Daniel was away from home that day when his stepfather came to pick him up. “When I get in the car he tells me: ‘They killed your sister.’ I said: ‘Who killed her, who did that to her?’
“He told me: ‘It was that gringo son of a bitch,’” Daniel said.
“The more we know, the worse it is, because my sister's last moments were very hard,” he said. “Imagine that huge guy on top of her, choking her… And then he put her in the suitcase. Imagine it. She’s skinny but she’s tall and that suitcase is super small. Poor thing. He must have broken her bones to put her in there,” adding, “He’s an animal, that man is the worst.”

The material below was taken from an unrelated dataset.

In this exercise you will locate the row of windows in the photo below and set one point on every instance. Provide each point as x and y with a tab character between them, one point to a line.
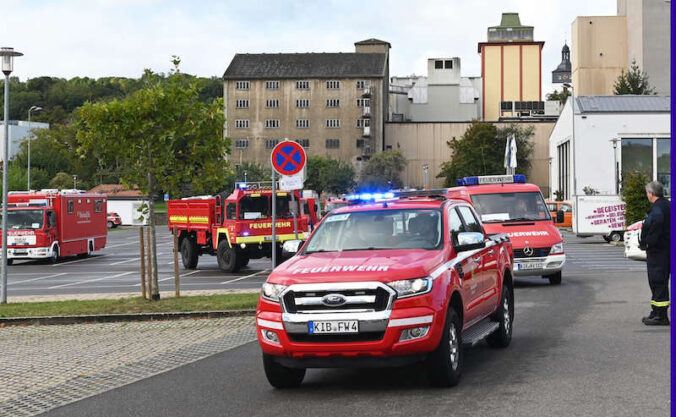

Poulos has been charged with femicide—defined as “the killing of a woman or girl, in particular by a man and on account of her gender”—which would result in a minimum 40-year prison sentence if he is convicted (Colombia does not have the death penalty).
Retired U.S. Federal Agent Mike Vigil, who has spent decades stationed in Colombia and elsewhere in Latin America, said that investigators in the region often take a lax stance toward crimes against women.
“Authorities in Latin America are often dismissive of femicides,” Vigil said, describing as “an acceptance of toxic masculinity” in local law enforcement.
Trespalacios’ celebrity might have spurred Colombian law enforcement to greater policing efforts due to public outcry. In the wake of Trespalacios’ murder, social media users wasted no time in comparing security-cam feeds of Palacios’ body stuffed into the suitcase with images from Netflix’s popular Jeffrey Dahmer series, in which the titular character can be seen using a similar suitcase for the same purpose.
“If he hadn’t had anything to do with it, he would have stayed here to show his face and to support us and find out what had happened with my sister,” said Daniel, who vows to see his sister’s murderer face justice.
There are other pressing concerns for the family right now, in particular because Valentina’s musical talents were the family’s main source of income.
“We are humble, we don’t have money,” Daniel said. “I really didn’t know what to do or where to go.”